Three times a week, the Basque Market sets up a gigantic paellera--a shallow paella pan with thin handles on each side--and ladles out mounds of saffron-hued rice studded with seafood, chicken and chorizo. The scent wafts down the Basque Block, luring downtowners. The market also offers a variety of pintxos, or Basque tapas, throughout the week--everything from skewered chorizo and manchego banderillas to wedges of Spanish tortilla with caramelized onions. But the space hasn't treaded into full-fledged dinner territory. Until now.
The Basque Market recently launched a Friday night prix-fixe dinner. Each week, Chef Jake Arredondo crafts a unique seasonal menu with three starters, three entrees and three desserts for $25 per person. The menu also features suggested wine pairings for each course with super reasonable by-the-bottle prices ($10-$14).
When I called to make a reservation on a Wednesday, I was told they were already booked up, except for a 5:30 p.m. seating. I arrived a few minutes before our reservation, expecting the place to be packed, but the long wooden communal tables were mostly empty. Though the lack of people made the small, quiet space a bit awkward to dine in, ample food and wine helped us shrug off the ambiance.
We kicked things off with an order of salmon cakes with pink pickled onions and a dill caper remoulade, and a green bean salad topped with figs and toasted walnut vinaigrette. While the salmon cakes were modestly sized with an excellent crunch, the green beans were on the soggy side. Thankfully, the figs and walnuts contributed a bit of texture to the salad and the walnut dressing added a pleasant zip.

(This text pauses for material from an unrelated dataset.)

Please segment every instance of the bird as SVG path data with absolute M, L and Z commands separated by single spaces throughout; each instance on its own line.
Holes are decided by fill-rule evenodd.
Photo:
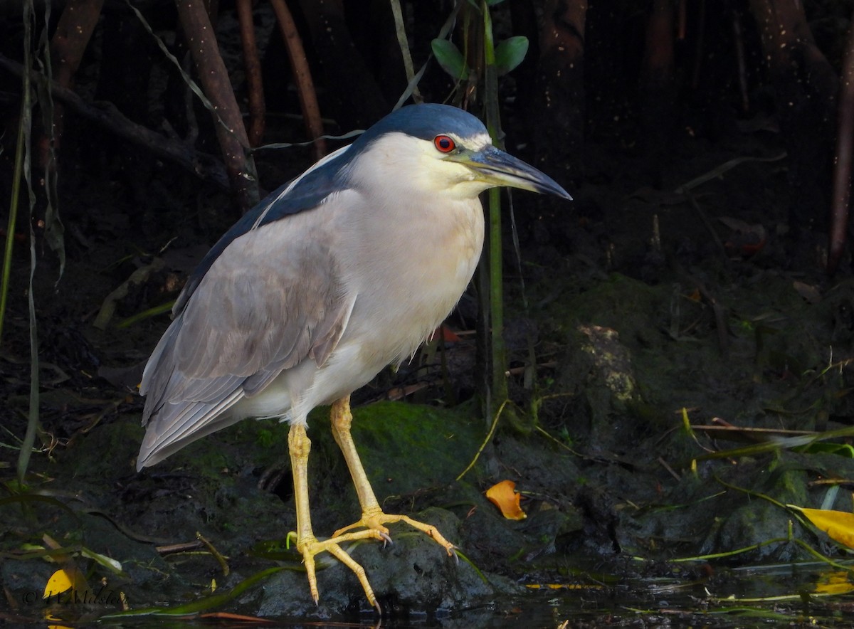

Our entrees—braised pork with white bean ragout, roasted apples and onions; and basil-crusted cod with garlic mashed potatoes and tomato caper sauce—were both well executed. The tender, shredded pork, crowned with a mound of white onions and a few tart apples, rested on a sea of well-seasoned white beans with a few floating carrot coins. It was classic comfort food, classed up a bit. But the cod ended up being our favorite. The fish was perfectly prepared—not dry or rubbery as cod often can be—and topped with a rich tomato caper sauce and a whole basil leaf. The skin-on mashed potatoes were creamy with a subtle hint of garlic and just the right amount of salt. The desserts followed suit: the chocolate caramel pudding was thick and decadent, with a sprinkle of crushed walnuts, and the ice cream bocadillo (a chocolate chip cookie and vanilla ice cream sandwich) was appropriately comforting.
When we received our relatively modest bill, I made a mental note to book our next Friday night dinner further in advance. I'm hoping the later seating has a more boisterous vibe to match the vibrant menu.